Tips for driving with ABS
Always "brake and steer" when using four-wheel anti-lock brakes. With ABS, all you have to do is "brake and steer". With four-wheel ABS, push the brake pedal while steering normally and keep your foot firmly on the brake pedal until the car comes to a complete stop. Don't take your foot off the brake pedal or pump the brakes, because that will disengage the anti-lock system.
Remember that you can steer while you are braking with four-wheel anti-lock brake systems. Steer clear of hazards while keeping your foot firmly on the brake pedal. Be aware that your vehicle will not turn as quickly on a slippery road as it would on dry pavement.
Drive safely, because your anti-lock brakes are only as good as the driver using them. Anti-lock brakes cannot compensate for driving faster, more aggressively, or maintaining unsafe following distances. They cannot guarantee recovery from a spin or skid prior to an emergency braking situation. Avoid extreme steering maneuvers while your anti-lock brake system is engaged.
Expect noise and vibration in the brake pedal when your anti-lock brakes are in use. These sensations tell you the ABS system is working properly.
Anti-lock brake systems can stop more quickly than conventional brakes on wet paved surfaces and on icy or packed snow-covered roads. Stopping distances can be longer on loose gravel or freshly fallen snow, although drivers won't experience the lock-up of the wheels usually associated with conventional hard braking. Therefore, drivers will still have the ability to steer around objects in front of them--such as another car.

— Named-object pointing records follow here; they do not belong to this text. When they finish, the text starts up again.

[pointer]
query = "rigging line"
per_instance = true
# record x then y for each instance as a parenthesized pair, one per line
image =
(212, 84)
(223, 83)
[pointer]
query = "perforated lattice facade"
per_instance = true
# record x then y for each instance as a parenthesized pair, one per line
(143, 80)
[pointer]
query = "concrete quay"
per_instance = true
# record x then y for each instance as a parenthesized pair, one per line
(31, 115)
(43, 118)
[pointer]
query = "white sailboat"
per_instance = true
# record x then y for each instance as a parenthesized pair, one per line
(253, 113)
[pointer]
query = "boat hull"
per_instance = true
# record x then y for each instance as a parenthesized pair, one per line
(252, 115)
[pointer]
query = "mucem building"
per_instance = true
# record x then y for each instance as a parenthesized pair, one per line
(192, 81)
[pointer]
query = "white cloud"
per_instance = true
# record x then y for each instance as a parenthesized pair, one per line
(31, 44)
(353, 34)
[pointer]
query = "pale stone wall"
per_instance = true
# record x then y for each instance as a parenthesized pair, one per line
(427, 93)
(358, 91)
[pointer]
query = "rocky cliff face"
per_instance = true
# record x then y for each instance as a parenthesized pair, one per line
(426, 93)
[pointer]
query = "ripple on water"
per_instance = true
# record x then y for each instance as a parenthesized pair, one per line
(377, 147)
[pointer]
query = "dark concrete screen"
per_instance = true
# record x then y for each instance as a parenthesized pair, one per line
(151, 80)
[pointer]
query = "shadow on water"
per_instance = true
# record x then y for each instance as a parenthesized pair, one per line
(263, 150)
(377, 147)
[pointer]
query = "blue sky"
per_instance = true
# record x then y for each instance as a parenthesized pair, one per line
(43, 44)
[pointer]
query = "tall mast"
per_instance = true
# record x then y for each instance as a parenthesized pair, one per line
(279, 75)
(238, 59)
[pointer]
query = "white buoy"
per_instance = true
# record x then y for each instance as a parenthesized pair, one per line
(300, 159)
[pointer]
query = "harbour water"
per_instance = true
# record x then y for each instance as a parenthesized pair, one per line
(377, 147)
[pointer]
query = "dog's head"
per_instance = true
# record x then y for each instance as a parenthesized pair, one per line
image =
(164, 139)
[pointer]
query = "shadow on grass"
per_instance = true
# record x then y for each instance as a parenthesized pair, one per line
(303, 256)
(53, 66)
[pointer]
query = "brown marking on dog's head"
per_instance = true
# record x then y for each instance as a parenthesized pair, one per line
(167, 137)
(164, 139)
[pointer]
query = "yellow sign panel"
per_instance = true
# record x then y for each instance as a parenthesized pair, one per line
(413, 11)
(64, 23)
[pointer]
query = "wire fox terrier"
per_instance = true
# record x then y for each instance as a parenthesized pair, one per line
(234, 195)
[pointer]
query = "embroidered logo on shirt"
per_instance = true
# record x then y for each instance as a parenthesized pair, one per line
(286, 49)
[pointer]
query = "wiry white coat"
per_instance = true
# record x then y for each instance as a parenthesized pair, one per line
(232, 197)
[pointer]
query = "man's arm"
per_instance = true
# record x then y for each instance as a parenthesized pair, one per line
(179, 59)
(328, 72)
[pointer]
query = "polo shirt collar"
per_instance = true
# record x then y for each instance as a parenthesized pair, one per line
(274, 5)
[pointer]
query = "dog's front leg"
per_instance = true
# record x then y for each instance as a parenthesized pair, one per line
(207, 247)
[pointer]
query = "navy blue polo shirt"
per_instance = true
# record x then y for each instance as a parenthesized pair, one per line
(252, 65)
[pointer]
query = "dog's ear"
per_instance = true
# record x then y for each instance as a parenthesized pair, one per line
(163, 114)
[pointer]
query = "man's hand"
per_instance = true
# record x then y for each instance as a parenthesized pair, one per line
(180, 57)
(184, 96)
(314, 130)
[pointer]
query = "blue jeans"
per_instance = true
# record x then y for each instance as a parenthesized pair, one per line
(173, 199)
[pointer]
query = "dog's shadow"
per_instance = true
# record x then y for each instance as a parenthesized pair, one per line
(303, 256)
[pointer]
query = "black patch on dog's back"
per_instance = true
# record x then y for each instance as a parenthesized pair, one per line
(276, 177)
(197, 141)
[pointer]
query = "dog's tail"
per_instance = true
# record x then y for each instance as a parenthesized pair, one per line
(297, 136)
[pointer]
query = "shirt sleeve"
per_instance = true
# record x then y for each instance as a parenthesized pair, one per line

Know that there is a difference between four-wheel and rear-wheel ABS. Four-wheel ABS prevents wheel lock on all four wheels giving the driver improved control over steering. Drivers of four-wheel ABS cars should step firmly on the brake in an emergency stopping situation and keep their foot on the pedal.
In light trucks that are equipped with rear-wheel ABS, however, the front wheels can still lock up the same as with conventional brakes. If that happens, the driver should ease up on the brake pedal with just enough pressure to allow the front wheels to roll again so the driver can steer.
It's easy to find out whether your car has anti-lock brakes. To determine if your car has anti-lock brakes, look for an illuminated ABS symbol on your dashboard immediately after starting the engine, check your owner's manual, or ask your dealer.
Information and recommendations are compiled from sources believed to be reliable. The National Safety Council makes no guarantee as to and assumes no responsibility for the correctness, sufficiency or completeness of such information or recommendations. Other or additional safety measures may be required under particular circumstances.